4 ^ Dei Verbum (11 n. 4) cita a Encíclica do Papa Leão XIII sobre o Estudo das Sagradas Escrituras Providentissimus Deus [(18 de novembro de 1893), daqui em diante citada como PD; ver também Enchiridion Biblicum: Documenta Ecclesiastica Sacram Scripturam Spectantia , 4ª ed. (Nápoles e Roma, 1961), daqui em diante citado como EB ]. No artigo 20 da Providentissimus Deus , o Papa Leão XIII afirma: “Pois todos os livros que a Igreja recebe como sagrados e canônicos, são escritos total e integralmente, com todas as suas partes, por ditado do [Espírito] Santo; e até que ponto é possível que qualquer erro possa coexistir com a inspiração, que a inspiração não só é essencialmente incompatível com o erro, mas o exclui e o rejeita tão absoluta e necessariamente quanto é impossível que o próprio Deus, a Verdade suprema, possa proferir isso o que não é verdade. Esta é a fé antiga e imutável da Igreja” ( EB , 125). Também digna de nota é a afirmação do parágrafo imediatamente anterior: “Mas é absolutamente errado e proibido restringir a inspiração apenas a certas partes da Sagrada Escritura, ou admitir que o escritor sagrado errou. Para o sistema daqueles que, para se livrarem destas dificuldades, não hesitam em admitir que a inspiração divina diz respeito às coisas da fé e da moral, e nada mais além. . . este sistema não pode ser tolerado” ( PD , 20; EB , 124).

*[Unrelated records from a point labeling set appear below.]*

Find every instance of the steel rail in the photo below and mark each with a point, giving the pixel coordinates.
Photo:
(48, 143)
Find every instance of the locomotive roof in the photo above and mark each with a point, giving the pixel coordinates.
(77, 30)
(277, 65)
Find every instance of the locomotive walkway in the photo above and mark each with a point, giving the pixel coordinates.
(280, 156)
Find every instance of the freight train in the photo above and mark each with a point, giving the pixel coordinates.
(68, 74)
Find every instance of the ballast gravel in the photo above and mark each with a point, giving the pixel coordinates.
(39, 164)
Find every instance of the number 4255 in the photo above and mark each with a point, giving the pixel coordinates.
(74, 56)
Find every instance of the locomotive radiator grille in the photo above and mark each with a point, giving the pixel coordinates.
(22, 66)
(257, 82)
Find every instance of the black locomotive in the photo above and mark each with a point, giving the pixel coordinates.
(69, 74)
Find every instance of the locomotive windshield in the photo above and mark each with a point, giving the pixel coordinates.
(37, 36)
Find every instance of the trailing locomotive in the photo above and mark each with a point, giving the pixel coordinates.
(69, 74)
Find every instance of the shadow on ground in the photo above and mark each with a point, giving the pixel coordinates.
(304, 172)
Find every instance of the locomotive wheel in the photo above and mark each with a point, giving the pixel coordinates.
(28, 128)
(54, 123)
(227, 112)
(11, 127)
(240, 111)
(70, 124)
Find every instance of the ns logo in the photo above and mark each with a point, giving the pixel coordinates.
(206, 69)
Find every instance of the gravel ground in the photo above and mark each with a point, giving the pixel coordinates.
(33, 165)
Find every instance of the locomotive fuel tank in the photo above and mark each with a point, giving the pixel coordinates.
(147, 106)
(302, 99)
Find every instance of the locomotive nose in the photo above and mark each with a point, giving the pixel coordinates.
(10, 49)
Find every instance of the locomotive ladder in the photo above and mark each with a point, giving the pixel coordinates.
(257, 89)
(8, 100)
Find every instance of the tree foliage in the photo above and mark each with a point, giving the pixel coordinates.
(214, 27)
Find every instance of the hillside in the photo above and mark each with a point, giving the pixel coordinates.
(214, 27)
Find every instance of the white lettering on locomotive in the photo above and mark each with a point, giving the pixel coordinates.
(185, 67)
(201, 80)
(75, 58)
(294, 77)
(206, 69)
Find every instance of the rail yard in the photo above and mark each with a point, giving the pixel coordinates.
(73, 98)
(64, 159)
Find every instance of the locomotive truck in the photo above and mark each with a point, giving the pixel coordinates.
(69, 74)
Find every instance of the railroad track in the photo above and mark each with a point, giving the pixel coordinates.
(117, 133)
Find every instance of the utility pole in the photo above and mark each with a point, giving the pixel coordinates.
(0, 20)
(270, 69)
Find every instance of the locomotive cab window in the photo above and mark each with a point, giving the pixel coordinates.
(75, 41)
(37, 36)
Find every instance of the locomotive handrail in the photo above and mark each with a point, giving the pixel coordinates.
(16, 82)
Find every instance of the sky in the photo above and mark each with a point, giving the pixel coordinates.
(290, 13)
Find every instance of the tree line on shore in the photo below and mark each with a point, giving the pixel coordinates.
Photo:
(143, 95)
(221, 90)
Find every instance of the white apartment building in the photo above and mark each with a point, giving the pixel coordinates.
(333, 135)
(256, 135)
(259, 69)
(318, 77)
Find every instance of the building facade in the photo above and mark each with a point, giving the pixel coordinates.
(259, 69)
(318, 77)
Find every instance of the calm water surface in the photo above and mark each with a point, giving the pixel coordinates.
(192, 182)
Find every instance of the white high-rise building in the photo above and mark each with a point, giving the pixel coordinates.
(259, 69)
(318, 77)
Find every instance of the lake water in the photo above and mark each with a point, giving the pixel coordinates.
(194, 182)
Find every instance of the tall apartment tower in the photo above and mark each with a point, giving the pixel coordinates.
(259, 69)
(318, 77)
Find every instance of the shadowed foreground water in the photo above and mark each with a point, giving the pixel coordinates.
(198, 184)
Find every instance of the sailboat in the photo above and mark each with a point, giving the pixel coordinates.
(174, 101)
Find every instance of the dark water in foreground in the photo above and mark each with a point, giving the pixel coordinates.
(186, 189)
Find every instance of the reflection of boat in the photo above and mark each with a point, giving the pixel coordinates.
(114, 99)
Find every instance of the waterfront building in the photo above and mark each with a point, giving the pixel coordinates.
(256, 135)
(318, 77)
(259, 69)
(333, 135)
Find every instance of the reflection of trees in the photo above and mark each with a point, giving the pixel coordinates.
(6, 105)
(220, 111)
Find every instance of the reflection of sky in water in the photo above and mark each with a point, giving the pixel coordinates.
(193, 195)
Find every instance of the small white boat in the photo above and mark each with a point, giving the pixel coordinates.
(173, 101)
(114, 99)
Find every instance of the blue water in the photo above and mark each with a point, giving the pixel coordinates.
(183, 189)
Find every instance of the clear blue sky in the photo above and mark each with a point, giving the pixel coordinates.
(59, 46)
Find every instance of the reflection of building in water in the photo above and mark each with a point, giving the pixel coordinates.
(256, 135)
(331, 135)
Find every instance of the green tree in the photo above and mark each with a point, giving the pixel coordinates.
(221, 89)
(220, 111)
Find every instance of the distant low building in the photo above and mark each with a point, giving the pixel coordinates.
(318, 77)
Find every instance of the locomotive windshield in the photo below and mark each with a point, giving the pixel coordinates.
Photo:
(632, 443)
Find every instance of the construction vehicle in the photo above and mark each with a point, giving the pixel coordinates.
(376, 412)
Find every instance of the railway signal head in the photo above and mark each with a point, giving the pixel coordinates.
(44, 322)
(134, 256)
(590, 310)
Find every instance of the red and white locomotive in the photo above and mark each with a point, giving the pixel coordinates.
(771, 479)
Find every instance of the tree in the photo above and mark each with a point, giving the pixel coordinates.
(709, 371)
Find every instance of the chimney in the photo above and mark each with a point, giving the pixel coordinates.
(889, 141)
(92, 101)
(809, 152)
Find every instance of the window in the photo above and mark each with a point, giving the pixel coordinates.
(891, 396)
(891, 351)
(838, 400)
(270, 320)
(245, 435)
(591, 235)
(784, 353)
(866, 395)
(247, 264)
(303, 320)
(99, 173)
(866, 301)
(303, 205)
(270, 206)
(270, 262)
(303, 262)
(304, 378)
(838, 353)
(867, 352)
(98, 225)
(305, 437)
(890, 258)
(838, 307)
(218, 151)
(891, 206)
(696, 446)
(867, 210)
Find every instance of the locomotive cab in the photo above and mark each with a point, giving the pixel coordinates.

Duas vezes a Dei Verbum cita o Papa Pio XII, em sua Encíclica sobre a Promoção dos Estudos Bíblicos Divino Afflante Spiritu [(30 de setembro de 1943), daqui em diante citada como DAS ] em dois pontos significativos. Primeiro, sobre a distinção tomista entre autoria principal e instrumental, precisamente no ponto em que o Papa Pio XII dá um forte endosso à teoria explicativa da instrumentalidade de São Tomás para explicar o mistério da concorrência na dupla autoria das Escrituras (DV, 11 n. 2 ) . ):
Entre estes, é digno de menção especial que os teólogos católicos, seguindo o ensinamento dos Santos Padres e especialmente do Doutor Angélico e Comum, examinaram e explicaram a natureza e os efeitos da inspiração bíblica de forma mais exata e mais completa do que se costuma fazer. em eras anteriores. Tendo começado por expor minuciosamente o princípio de que o escritor inspirado, ao compor o livro sagrado, é o instrumento vivo e razoável do Espírito Santo, eles observam corretamente que, impelido pelo movimento divino, ele usa suas faculdades e poderes de tal maneira que do livro por ele composto todos podem facilmente inferir “o caráter especial de cada um e, por assim dizer, seus traços pessoais” ( DAS , 33; EB , 556).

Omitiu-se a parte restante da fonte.